Tremendously relieved, I draped an arm around the shoulders of each of my roommates, while Nell continued to regale us with Kermit the Frog’s signature song. I was giggling, too, especially at Johnnie Walker’s vocal contribution. “Everyone’s a critic,” I laughed. Jem sneezed.
23/
A Night for Surprises
So for the next two nights, Johnnie Walker slept on Nell’s chest and Jem carried her inhaler from room to room. Yet she no longer seemed concerned that she would more than likely get kicked off the show by the end of the taping on Sunday night. In fact, she began to walk around our apartment with a serenely inscrutable expression on her face, which became even more serene and even more inscrutable when Nell and I tried to pry a bit into what she planned to say when it was her turn to sit in the cone throne.
She opted to wear a pair of smoky-lensed sunglasses on the show, as they would hide her bloodshot eyes without entirely obscuring her face from the viewers.
To placate Nell, who was complaining bitterly that she owned nothing that would match her chartreuse hair, I suggested that she hide it, offering her the loan of my Hamptons Artists & Writers softball game cap. She could stick her hair in a ponytail and thread it through the back of the hat, put on a tight jersey top and an equally tight pair of jeans, slip into a pair of wooden-heeled mules, and pretend to be Casual Barbie.
On Sunday, the three of us didn’t travel to the set together and I was late getting to the studio, so I headed straight for hair and makeup. Jack was already there, seated in a chair with his back to mine, but we could see one another through the mirrors we faced. He tipped me a wink when no one was looking. I can’t wink for beans, so when I tried to return the gesture I probably looked like I had some sort of facial tic. When she asked what was wrong with my eye, I told Gladiola (whose hair this week was black except for a skunklike stripe of Halloween orange), that I was being bothered by what felt like a stray eyelash. I could see Jack across the room, trying very hard to suppress a laugh.
When we left hair and makeup to head off to our respective dressing rooms, our hands brushed against one another and Jack gave mine a little squeeze. “I don’t dare risk doing any more than that here,” he whispered to me. “Just believe that I want to.” I looked up at him and felt my heart begin to race, thinking about our magical time together in Miami, and how much I wanted to hold him again, to feel him touch me. A mere caress would have sent me over the edge.

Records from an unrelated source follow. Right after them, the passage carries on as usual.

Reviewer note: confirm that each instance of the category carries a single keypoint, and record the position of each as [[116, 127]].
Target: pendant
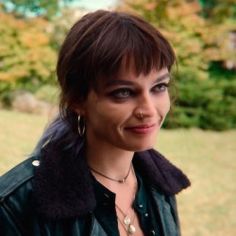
[[131, 229], [127, 220]]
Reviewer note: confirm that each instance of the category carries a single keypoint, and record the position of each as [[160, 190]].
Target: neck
[[112, 162]]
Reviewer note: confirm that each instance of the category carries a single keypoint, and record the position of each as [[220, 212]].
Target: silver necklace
[[121, 181], [127, 223]]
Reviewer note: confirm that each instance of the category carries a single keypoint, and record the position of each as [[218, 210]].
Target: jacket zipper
[[14, 219]]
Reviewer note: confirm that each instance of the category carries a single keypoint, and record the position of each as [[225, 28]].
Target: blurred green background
[[200, 133]]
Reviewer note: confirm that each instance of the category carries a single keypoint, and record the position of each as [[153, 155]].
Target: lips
[[142, 129]]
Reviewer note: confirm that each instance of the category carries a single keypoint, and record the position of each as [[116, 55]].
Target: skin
[[114, 129]]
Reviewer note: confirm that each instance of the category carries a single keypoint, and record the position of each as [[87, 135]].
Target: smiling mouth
[[142, 129]]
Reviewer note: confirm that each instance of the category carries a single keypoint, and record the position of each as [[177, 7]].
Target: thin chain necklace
[[127, 223], [121, 181]]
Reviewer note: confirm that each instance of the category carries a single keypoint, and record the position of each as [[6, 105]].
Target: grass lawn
[[208, 158]]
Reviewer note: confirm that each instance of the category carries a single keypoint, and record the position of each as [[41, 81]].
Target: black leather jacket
[[54, 196]]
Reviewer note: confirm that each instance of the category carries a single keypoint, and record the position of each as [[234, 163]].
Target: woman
[[94, 171]]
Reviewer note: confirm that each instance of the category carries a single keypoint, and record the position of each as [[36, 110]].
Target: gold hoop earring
[[81, 126]]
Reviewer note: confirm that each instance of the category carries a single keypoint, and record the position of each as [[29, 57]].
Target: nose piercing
[[140, 115]]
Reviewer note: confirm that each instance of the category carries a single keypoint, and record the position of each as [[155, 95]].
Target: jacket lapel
[[62, 187]]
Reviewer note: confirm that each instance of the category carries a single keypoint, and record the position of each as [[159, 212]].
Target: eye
[[162, 87], [121, 93]]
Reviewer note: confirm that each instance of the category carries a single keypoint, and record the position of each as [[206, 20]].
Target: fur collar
[[62, 187]]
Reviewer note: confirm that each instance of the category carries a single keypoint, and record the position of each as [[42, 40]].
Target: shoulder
[[18, 178]]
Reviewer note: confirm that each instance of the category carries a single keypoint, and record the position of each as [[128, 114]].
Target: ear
[[79, 109]]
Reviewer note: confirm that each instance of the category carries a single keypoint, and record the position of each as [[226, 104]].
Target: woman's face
[[112, 115]]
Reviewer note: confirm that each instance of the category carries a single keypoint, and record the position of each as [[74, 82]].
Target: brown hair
[[98, 44], [96, 48]]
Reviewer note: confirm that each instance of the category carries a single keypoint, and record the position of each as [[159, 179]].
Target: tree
[[44, 8]]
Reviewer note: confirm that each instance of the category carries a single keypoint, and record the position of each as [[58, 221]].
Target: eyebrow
[[113, 82]]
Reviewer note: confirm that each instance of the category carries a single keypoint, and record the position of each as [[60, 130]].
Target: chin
[[141, 147]]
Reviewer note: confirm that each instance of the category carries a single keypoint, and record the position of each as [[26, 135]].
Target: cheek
[[164, 105]]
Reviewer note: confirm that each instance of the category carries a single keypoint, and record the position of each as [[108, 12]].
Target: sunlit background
[[199, 135]]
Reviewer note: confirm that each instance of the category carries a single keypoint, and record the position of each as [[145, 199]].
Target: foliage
[[24, 8], [206, 87], [27, 59]]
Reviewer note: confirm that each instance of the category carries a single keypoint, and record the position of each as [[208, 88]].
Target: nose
[[146, 106]]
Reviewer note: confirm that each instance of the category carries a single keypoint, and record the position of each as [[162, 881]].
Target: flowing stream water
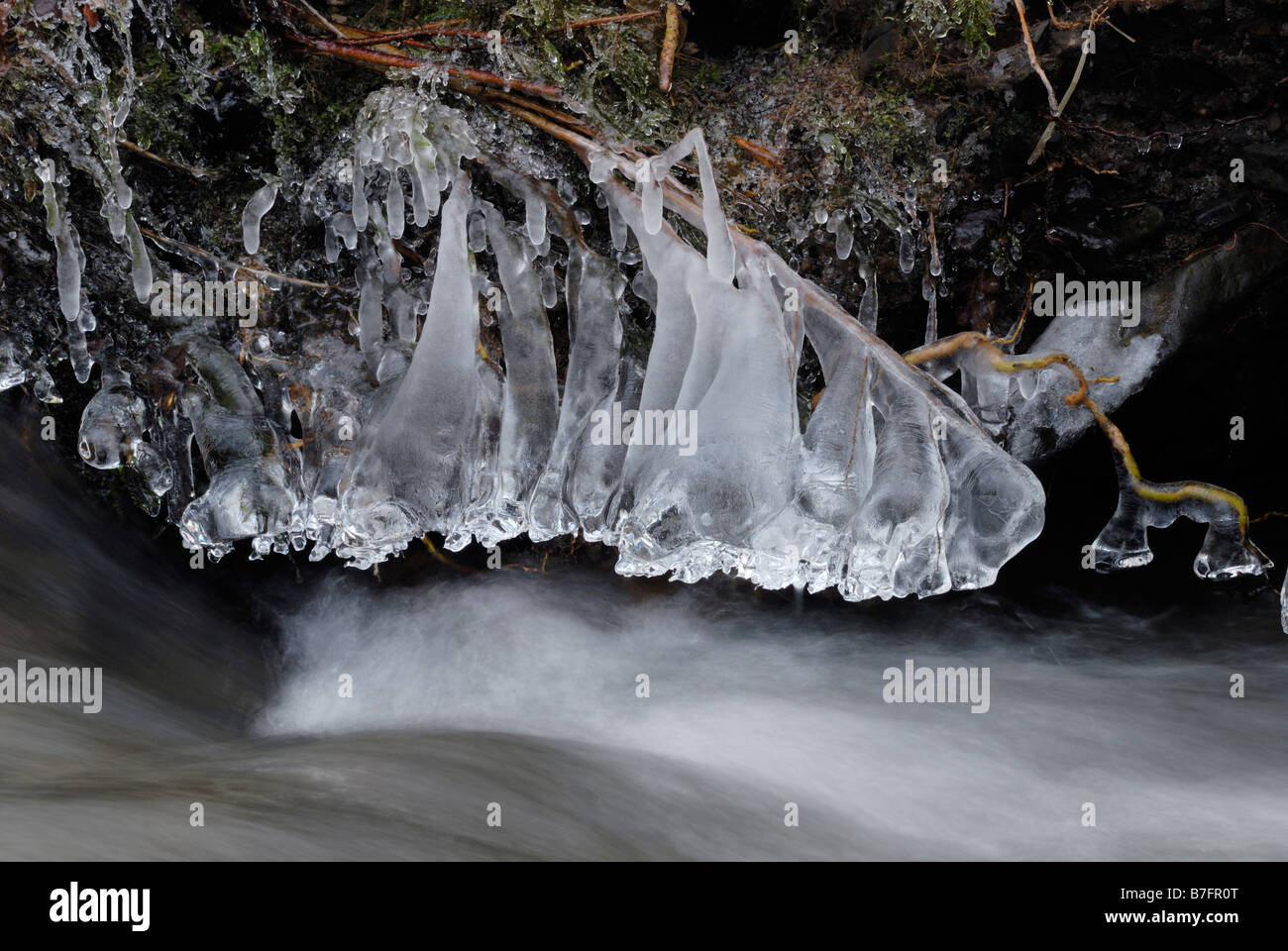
[[520, 689]]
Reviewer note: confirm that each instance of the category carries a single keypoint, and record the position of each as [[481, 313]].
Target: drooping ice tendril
[[690, 464]]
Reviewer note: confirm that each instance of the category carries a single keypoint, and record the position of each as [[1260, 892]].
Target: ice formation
[[691, 462], [992, 379]]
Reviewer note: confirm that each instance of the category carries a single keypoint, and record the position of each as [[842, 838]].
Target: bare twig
[[161, 159], [257, 272]]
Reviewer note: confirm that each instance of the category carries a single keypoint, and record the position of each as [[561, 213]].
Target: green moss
[[970, 20]]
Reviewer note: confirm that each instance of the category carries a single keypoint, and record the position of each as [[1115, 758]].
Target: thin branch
[[1033, 58], [258, 272], [153, 157]]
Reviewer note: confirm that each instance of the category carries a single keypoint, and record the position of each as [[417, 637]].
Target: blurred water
[[520, 689]]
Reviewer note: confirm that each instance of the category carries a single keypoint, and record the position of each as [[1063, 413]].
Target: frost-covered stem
[[670, 40], [1033, 55]]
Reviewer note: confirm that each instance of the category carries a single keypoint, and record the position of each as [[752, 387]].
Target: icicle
[[868, 305], [907, 258], [394, 205], [78, 352], [616, 228], [372, 329], [844, 239], [141, 265], [346, 228], [531, 390], [536, 218], [257, 208], [71, 260]]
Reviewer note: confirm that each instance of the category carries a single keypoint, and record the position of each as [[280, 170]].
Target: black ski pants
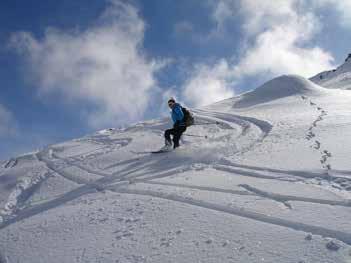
[[176, 131]]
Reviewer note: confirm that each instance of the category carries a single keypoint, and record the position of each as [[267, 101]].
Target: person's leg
[[177, 134]]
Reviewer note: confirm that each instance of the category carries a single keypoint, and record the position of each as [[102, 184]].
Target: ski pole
[[207, 123], [194, 135]]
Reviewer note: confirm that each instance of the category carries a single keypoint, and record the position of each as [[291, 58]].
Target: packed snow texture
[[261, 177]]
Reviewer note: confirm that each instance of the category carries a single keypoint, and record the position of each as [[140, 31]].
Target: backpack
[[188, 117]]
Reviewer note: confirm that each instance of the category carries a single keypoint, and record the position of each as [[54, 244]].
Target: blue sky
[[73, 67]]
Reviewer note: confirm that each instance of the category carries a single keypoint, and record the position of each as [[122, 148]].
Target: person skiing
[[179, 125]]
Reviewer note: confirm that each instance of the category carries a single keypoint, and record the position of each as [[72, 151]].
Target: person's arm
[[178, 113]]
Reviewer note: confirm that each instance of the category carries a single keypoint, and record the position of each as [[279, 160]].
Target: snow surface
[[270, 182], [339, 78]]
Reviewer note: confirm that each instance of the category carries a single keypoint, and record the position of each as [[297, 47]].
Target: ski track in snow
[[139, 170], [325, 154]]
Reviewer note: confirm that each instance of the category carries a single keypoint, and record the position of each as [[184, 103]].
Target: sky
[[70, 68]]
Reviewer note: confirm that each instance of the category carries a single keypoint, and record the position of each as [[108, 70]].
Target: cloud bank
[[8, 126], [278, 39], [103, 66]]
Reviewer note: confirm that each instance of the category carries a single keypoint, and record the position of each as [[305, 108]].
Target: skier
[[179, 125]]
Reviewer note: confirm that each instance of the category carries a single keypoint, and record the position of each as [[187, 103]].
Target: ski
[[149, 152]]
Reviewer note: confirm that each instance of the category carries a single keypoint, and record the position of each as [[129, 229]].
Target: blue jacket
[[177, 115]]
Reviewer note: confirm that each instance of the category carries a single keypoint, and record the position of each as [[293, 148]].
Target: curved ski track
[[135, 173]]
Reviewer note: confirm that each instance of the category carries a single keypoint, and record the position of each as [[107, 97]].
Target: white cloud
[[343, 7], [208, 84], [277, 40], [8, 125], [282, 36], [103, 65], [183, 28]]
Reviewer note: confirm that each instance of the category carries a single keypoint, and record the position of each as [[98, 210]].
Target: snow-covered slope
[[270, 182], [339, 78]]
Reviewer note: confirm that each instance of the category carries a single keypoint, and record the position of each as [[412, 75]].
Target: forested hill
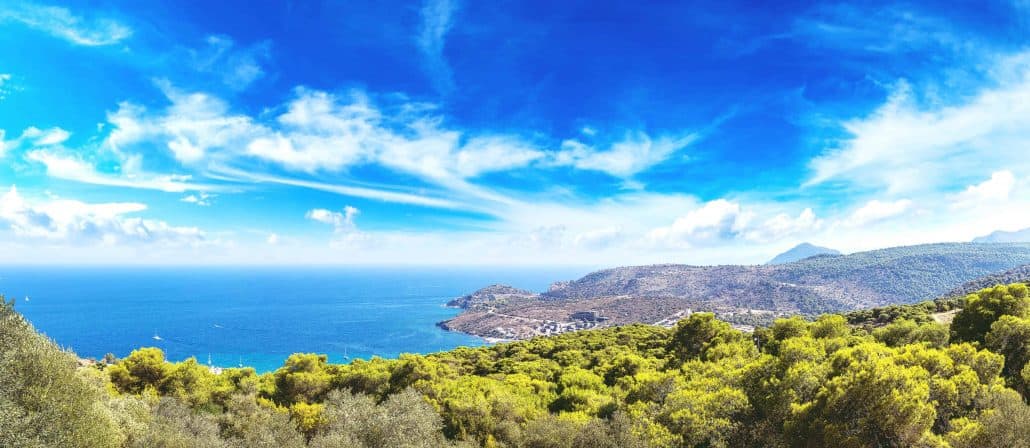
[[1017, 275], [905, 381], [744, 295]]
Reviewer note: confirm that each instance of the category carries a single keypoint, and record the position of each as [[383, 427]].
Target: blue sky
[[455, 132]]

When I got to my dressing room, there was a bouquet of pink roses and a card in a pink envelope with my name written on it. That sneak, I thought to myself. I figured I had better open the card before Candy Fortunato walked in. Grinning like a lovestruck idiot, I tore open the envelope and read the card.
To my partner in crime, my wittier mate:
Coffee? Or Champagne?
You set the date.
It was signed “Rick B.”
Rick?
I felt the corners of my smile turning down. What was our host up to? Was he still trying to woo me to ghostwrite his onstage banter? Or . . . and this was pretty unthinkable . . . I mean the man was a major movie star . . . was he trying to woo me, period? He’d been leaving messages for me on my office voicemail for the past few weeks, but I never returned his calls. It had seemed, even from his behavior that afternoon in Starbucks when he tried to hire me under the table, that he wouldn’t stop at seduction to get what he wanted, but until now, I hadn’t taken his romantic interest even remotely seriously.
I heard a noise outside the dressing room and shoved Rick’s card with the envelope into a zipper compartment of my purse, then quickly checked the roses for any little cards that the florists stick in with the arrangements.
Candy’s “pleather” miniskirted rear end entered the room before the rest of her did. I heard furtive giggling. Candy and someone else’s. The next thing that caught my eye were the pale, slender fingers exploring Candy’s ample boobs—fingers that were adorned with several unusual Celtic rings.
Candy and Allegra almost fell into the room. Allegra, red-faced, shut the dressing room door behind her. “Don’t tell anyone what you just saw!” she hissed. So much for that tinkly little speaking voice she used on camera.
“Allegra, everyone knows you’re gay. By now, all of America knows you’re gay.” I did a double take and looked at Candy. “But I didn’t know you were!”
“It’s not about my lifestyle choices,” Candy answered anxiously. “It’s about the no-fraternization clause. Hey, Liz, why’re you smiling? Wanna get in on the action?”
Did I really resemble the Cheshire Cat? “I’m not going to say a word, believe me,” I assured the two of them. “I guess Candy surprised me a little because all her bad date stories so far have been about men. I mean most of your boyfriends end up dead.”
“Yeah, well,” Candy said, tracing the curve of Allegra’s breasts right in front of me. “I figure I have such bad luck with guys that maybe I should try women. I’m not doin’ it to be in vogue or nothin’. Ya know, a lot of strippers are bisexual or gay. I don’t want to get into what gets some of us started in the business, but it’s not surprising that a lot of us prefer women.”
“I thought you were an ex-stripper, Candy.”
She cracked her gum. The pop almost echoed in the dressing room. “Yeah, well, whatever.”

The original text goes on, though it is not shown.